De acordo com as informações que vieram à público, os repasses somam cerca de R$ 700 mil. Os pagamentos teriam sido feitos ao longo de vários meses, normalmente em valores de aproximadamente R$ 10 mil. Em alguns períodos, no entanto, os montantes foram maiores. Em junho e julho de 2024, por exemplo, os registros indicam transferências que chegaram a R$ 50 mil em cada mês.

Todas as operações foram realizadas por meio de TED, modalidade comum de transferência bancária no Brasil. Nos registros analisados, não aparece uma descrição detalhada sobre o motivo específico de cada pagamento. Os valores foram enviados para uma conta de Suassuna mantida no banco Banco Santander Brasil, aberta em uma agência localizada no bairro de Botafogo, na cidade do Rio de Janeiro.

O nome de Jonas Suassuna não é novo nesse tipo de discussão pública. Ele já teve relação empresarial com Lulinha no passado. Os dois foram sócios na empresa BR4 Participações, companhia que chegou a ganhar destaque em reportagens durante investigações ocorridas na década passada.

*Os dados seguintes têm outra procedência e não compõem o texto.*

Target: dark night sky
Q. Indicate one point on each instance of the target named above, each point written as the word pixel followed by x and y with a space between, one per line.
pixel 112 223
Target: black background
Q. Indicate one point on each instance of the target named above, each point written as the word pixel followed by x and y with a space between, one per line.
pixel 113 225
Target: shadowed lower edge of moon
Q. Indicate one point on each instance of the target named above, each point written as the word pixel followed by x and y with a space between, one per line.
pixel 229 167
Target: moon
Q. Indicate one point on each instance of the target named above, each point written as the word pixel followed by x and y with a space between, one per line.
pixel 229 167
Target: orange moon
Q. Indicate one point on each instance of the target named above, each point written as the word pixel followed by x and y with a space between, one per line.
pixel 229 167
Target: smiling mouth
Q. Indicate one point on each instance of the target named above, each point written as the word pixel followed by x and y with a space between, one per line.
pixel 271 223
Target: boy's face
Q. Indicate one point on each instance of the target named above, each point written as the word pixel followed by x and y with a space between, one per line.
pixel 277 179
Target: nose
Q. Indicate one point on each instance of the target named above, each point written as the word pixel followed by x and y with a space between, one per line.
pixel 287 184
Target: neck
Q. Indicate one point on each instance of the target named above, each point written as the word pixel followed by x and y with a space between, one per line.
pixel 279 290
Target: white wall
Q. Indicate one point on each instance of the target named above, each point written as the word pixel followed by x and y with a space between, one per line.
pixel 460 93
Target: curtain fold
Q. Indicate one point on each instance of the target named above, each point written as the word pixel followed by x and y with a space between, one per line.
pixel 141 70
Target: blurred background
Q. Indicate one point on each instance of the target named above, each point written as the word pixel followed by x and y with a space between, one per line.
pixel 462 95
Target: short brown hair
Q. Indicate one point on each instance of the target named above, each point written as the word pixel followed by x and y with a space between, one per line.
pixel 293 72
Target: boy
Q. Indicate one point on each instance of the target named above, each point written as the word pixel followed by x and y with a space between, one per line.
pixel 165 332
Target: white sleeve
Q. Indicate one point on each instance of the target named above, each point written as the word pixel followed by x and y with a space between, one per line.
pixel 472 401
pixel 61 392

Além disso, Suassuna também apareceu em notícias relacionadas ao chamado sítio de Atibaia, propriedade localizada no interior paulista que ganhou grande repercussão política a partir de 2016. Na época em que o caso se tornou conhecido nacionalmente, Suassuna figurava como um dos proprietários formais do imóvel.

Outro detalhe que voltou a circular nas reportagens recentes é que, naquele período, Suassuna também arcava com o aluguel do apartamento onde Lulinha morava. Esses elementos históricos acabam sendo lembrados sempre que o nome dos dois empresários surge em conjunto em documentos ou investigações.

Segundo os dados obtidos na quebra de sigilo bancário, a movimentação financeira total da conta analisada chama atenção. Entre os anos de 2022 e 2025, a conta teria registrado cerca de R$ 19,3 milhões em transações. O volume inclui entradas e saídas de recursos ao longo desse período de quatro anos.

Como costuma acontecer em situações desse tipo, os números passaram a gerar debates e questionamentos em diferentes setores. Nas redes sociais e também em programas de análise política, comentaristas têm discutido as possíveis interpretações desses registros bancários. Ainda assim, especialistas costumam lembrar que transferências financeiras entre empresários podem ter diferentes naturezas, como pagamentos de serviços, acordos comerciais ou até ajustes societários.

A defesa de Lulinha, por sua vez, se manifestou nos últimos dias para esclarecer alguns pontos que começaram a circular em reportagens e comentários na internet. Os advogados afirmaram que o empresário não tem qualquer relação com uma pessoa conhecida popularmente como Careca do INSS, personagem citado em investigações sobre descontos indevidos em benefícios previdenciários.

Segundo os representantes legais, todas as dúvidas deverão ser esclarecidas no momento adequado. A defesa informou que Lulinha está disposto a prestar explicações formais ao Supremo Tribunal Federal, considerado o foro competente para tratar de questões envolvendo investigações desse tipo.

Enquanto isso, o tema continua repercutindo no ambiente político e jurídico. Em um país onde cada novo documento costuma gerar discussões intensas, o caso mostra como informações financeiras, quando vêm a público, rapidamente passam a fazer parte do debate nacional. Agora, os próximos passos dependerão das análises das autoridades e dos esclarecimentos que ainda deverão ser apresentados.